The ICO has published revised guidance on privacy notices to help organisations get ready for compliance under the GDPR.
What’s the development?
The ICO has published a revised Code of Practice on Privacy Notices, transparency and control (CoP) together with a checklist for privacy notices to help organisations to comply with the Data Protection Act and also the incoming requirements under the GDPR. The ICO recommends adopting a blended approach, using a number of different techniques in order to present information in the most fair and transparent way, taking into account the audience, the available methods of communication and the complexity of the data processing.
What does this mean for you?
The CoP is directed at organisations looking to create, enhance or evaluate their privacy notices. It provides guidance on the essential elements of privacy and at how to present information in the most effective and legally compliant way. Organisations should be reviewing their privacy notices in preparation for the GDPR and this CoP will help them do that.
Privacy notices are an essential part of complying with the requirement to process personal data fairly and lawfully because they are needed for transparency. The CoP identifies the main elements of fairness as including:
- using information in a way people would reasonably expect;
- thinking about the impact of the processing and whether it would have unjustified adverse effects on individuals; and
- being transparent and ensuring people know how their information will be used, which includes providing or making available privacy notices.
The CoP reminds data controllers that they need to consider data which is collected directly from individuals, but also to remember that data which is observed by tracking people or devices, derived by combining other data sets, or inferred by using algorithms, are also relevant. Privacy Impact Assessments are a good way to work out how data is being collected and what approaches to informing individuals may be required or appropriate.

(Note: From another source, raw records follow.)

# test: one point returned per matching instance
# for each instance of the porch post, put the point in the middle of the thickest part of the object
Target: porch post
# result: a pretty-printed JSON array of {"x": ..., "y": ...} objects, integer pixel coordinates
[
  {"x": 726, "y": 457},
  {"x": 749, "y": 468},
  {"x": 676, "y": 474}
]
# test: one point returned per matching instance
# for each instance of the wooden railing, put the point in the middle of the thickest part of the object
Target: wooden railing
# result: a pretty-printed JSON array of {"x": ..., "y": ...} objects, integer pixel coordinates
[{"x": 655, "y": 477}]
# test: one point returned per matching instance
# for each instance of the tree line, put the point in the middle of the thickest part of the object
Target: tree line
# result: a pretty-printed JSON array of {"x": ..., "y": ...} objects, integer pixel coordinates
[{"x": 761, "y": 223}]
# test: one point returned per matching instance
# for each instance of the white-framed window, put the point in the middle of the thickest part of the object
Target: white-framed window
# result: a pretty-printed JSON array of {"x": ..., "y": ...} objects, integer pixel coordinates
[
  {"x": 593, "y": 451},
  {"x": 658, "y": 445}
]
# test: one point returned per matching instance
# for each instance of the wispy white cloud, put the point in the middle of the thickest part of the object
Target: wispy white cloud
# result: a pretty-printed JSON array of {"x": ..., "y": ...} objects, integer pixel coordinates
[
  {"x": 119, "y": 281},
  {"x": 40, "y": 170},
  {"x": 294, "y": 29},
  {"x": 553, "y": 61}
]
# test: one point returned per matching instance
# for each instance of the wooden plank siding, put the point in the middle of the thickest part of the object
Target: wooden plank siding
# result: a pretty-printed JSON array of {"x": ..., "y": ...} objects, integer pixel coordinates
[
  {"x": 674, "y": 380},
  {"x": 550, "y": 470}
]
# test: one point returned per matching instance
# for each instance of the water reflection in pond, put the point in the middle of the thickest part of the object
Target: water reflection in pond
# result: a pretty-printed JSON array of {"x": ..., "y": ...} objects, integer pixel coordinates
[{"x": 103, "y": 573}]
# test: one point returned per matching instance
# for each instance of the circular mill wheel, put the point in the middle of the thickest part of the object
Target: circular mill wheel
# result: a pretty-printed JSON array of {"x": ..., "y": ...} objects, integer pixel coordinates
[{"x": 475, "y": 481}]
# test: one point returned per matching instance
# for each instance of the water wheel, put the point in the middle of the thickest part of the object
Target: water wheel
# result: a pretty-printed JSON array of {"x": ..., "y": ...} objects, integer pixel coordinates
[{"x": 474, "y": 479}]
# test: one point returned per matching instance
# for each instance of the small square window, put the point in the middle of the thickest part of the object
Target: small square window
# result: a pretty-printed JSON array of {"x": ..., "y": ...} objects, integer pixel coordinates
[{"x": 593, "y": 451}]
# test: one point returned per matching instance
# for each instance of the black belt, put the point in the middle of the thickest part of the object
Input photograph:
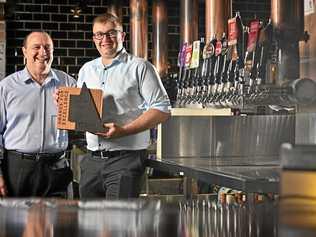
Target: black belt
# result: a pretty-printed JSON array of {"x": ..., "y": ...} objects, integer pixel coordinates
[
  {"x": 36, "y": 156},
  {"x": 109, "y": 154}
]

Control and genuine choice are central to fair and lawful processing and consent is often needed. Consent must be freely given, specific and fully informed as well as revocable. Even where consent is not relevant because there is another lawful justification for the processing, or where giving people control and choice over how data is processed is not appropriate (e.g. in an employer/employee situation), it is still important to be fair and transparent and privacy notices can help satisfy this requirement.
The CoP only applies to personal data but where data is processed in order to anonymise it, it is relevant. It covers what to include in a privacy notice and how to map information flows, gain and record consent and how to deal with data sharing.

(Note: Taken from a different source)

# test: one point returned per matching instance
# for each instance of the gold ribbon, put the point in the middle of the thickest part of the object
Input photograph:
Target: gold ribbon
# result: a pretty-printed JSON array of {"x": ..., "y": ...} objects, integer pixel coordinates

When relying on consent, information must be displayed clearly and prominently, individuals should be asked to positively opt in and the range of purposes for which information is used should be clearly set out. If information is being obtained for more than one purpose, individuals should be given an option to consent (or not) for each purpose. Unticked opt-in boxes are recommended as are ‘just-in-time’ notices, particularly in relation to online products and services. Controllers also need to think about obtaining fresh consent if the privacy notice changes, and about how individuals can withdraw consent. Direct marketing consent needs to comply with PECR requirements but should be collected using an un-pre-ticked opt-in box. Even where consent is not necessarily required, the ICO considers gaining consent to direct marketing to be “good practice and the most advisable approach”.
The CoP recommends more pro-active provision of privacy information (rather than the making available of the information) in situations where an individual would not reasonably expect what will be done with their information. The need to actively provide information is strongest where:
- you are collecting sensitive information;
- the intended use of the information is likely to be unexpected or objectionable;
- providing personal information or failing to do so will have a significant effect on the individual; and/or
- the information will be shared with another organisation in ways the individual will not expect.
In these situations, the controller may need to contact the individual directly by letter or email, read out a script during a telephone call, provide interactive information in an online forum, or deliver text-based notifications.
The CoP gives special consideration to Big Data, recommending anonymisation where possible and the use of Privacy Impact Assessments. There is recognition that it is harder to predict how data will be used in a Big Data context but the CoP says individuals should be given some idea (without an exhaustive list of possible uses being provided unnecessarily). Controllers need to decide whether consent is required and purpose limitation must be respected.
Tips are given on how to write privacy notices. These centre mainly around using appropriate language and presentation. Pre-testing of the notices and regular reviews are recommended. Finally, the CoP includes a privacy notice checklist to help organisations review and update their privacy notices, and a list of requirements for privacy notices under the GDPR is provided.